此选项允许将摄像机视锥体外部的对象(即摄像机不能直接看到的对象)细分到较小的程度。越大的因素,较小的这出水果细分将。这种设置可以通过减少对“不重要的”对象的嵌套来帮助节省内存。然而,有时候一个物体可能在相机平截头体之外,但是仍然可以通过反射非常清晰地看到。或者它可能在摄像头平截体中投射一个清晰的阴影。对于这样的对象,应该使用较小的因子。因子为0.0将禁用此优化。关于这个问题的更详细讨论,请参阅下面的相关章节。
Limit Out-Of-Frustum Tessellation / Max Out-Of-Frustum Subdivs
极限出水果细分/最大出水果细分
When "Limit Out-Of-Frustum Tessellation" is enabled, you can specify the maximum number of subdivisions that should happen outside the camera frustum with the "Max Out-Of-Frustum Subdivs" option. This setting is useful when the "Out-Of-Frustum Tessellation Factor" setting can still yield excessive tessellation. This condition can happen when the mesh is using large displacements. For a more detailed discussion on this, please see the relevant section below.

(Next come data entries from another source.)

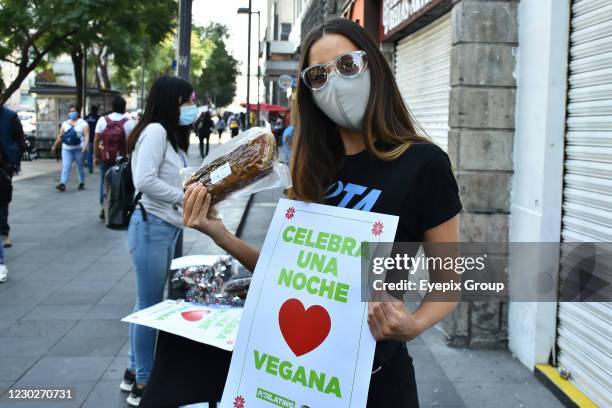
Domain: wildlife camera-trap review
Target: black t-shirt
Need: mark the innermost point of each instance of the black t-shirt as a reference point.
(419, 187)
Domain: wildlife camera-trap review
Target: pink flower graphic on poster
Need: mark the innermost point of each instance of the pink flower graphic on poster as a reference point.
(377, 228)
(239, 401)
(290, 213)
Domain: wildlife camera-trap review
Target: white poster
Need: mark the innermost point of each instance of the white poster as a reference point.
(304, 340)
(216, 326)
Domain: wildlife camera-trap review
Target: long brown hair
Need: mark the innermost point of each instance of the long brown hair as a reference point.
(167, 94)
(317, 148)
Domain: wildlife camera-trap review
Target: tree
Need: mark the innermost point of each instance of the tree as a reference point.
(118, 30)
(123, 33)
(160, 58)
(217, 80)
(30, 30)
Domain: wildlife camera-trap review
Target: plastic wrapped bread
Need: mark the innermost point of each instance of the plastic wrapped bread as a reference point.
(250, 157)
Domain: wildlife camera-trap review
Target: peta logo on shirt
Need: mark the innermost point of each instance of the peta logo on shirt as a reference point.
(351, 191)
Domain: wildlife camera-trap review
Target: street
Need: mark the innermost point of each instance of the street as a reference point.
(70, 283)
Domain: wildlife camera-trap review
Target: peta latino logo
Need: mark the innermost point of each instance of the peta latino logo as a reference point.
(350, 190)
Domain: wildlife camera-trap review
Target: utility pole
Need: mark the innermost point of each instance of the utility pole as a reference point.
(258, 64)
(84, 90)
(142, 102)
(184, 39)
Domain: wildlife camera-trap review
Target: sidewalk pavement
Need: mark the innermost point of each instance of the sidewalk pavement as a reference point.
(70, 282)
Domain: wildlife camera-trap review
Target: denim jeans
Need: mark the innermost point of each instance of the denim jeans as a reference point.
(90, 157)
(151, 245)
(103, 168)
(69, 156)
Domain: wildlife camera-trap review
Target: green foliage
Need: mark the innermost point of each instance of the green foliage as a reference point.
(120, 30)
(217, 80)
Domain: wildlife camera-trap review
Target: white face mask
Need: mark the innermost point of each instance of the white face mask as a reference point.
(344, 100)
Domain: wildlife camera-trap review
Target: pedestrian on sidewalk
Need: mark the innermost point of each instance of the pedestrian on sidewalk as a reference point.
(91, 119)
(111, 133)
(234, 124)
(74, 138)
(3, 267)
(203, 127)
(357, 146)
(220, 126)
(158, 147)
(12, 145)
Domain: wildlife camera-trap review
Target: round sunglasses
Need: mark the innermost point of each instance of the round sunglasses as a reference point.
(347, 65)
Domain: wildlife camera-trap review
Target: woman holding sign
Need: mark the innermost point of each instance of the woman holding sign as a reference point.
(357, 146)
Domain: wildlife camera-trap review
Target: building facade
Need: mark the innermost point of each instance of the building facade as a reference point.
(279, 50)
(519, 93)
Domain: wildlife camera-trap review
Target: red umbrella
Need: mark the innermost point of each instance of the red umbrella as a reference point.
(266, 107)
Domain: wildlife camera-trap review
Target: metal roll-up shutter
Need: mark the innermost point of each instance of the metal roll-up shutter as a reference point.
(422, 72)
(585, 329)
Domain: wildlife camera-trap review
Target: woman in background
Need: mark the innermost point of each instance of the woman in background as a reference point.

当启用“ Limit Out-Of-Frustum tessation”时,您可以使用“ Max Out-Of-Frustum Subdivs”选项指定在相机平截头之外应该发生的最大子分割数。这个设置是有用的时候,“出水果细分因子”设置仍然可以产生过多的细分。这种情况可能发生时,网格使用大置换。关于这个问题的更详细讨论,请参阅下面的相关章节。
Displacement Settings
置换设置
Maximum Displacement
最大排水量
This parameter tells Redshift what is the maximum length the displacement shaders/textures will be displacing the vertices by. For example, if you're adding two displacement textures in the shader graph and each displacement texture can push the vertices by 1 unit, then both of them can push the vertices by a maximum of 2 units, so a setting of 2.0 should be used for this setting. Unfortunately, due to flexible nature of shaders, it's not currently possible to compute this value automatically. Settings similar to this can be found on other renderers, too. They might be called "bounds padding" or "min/max bound".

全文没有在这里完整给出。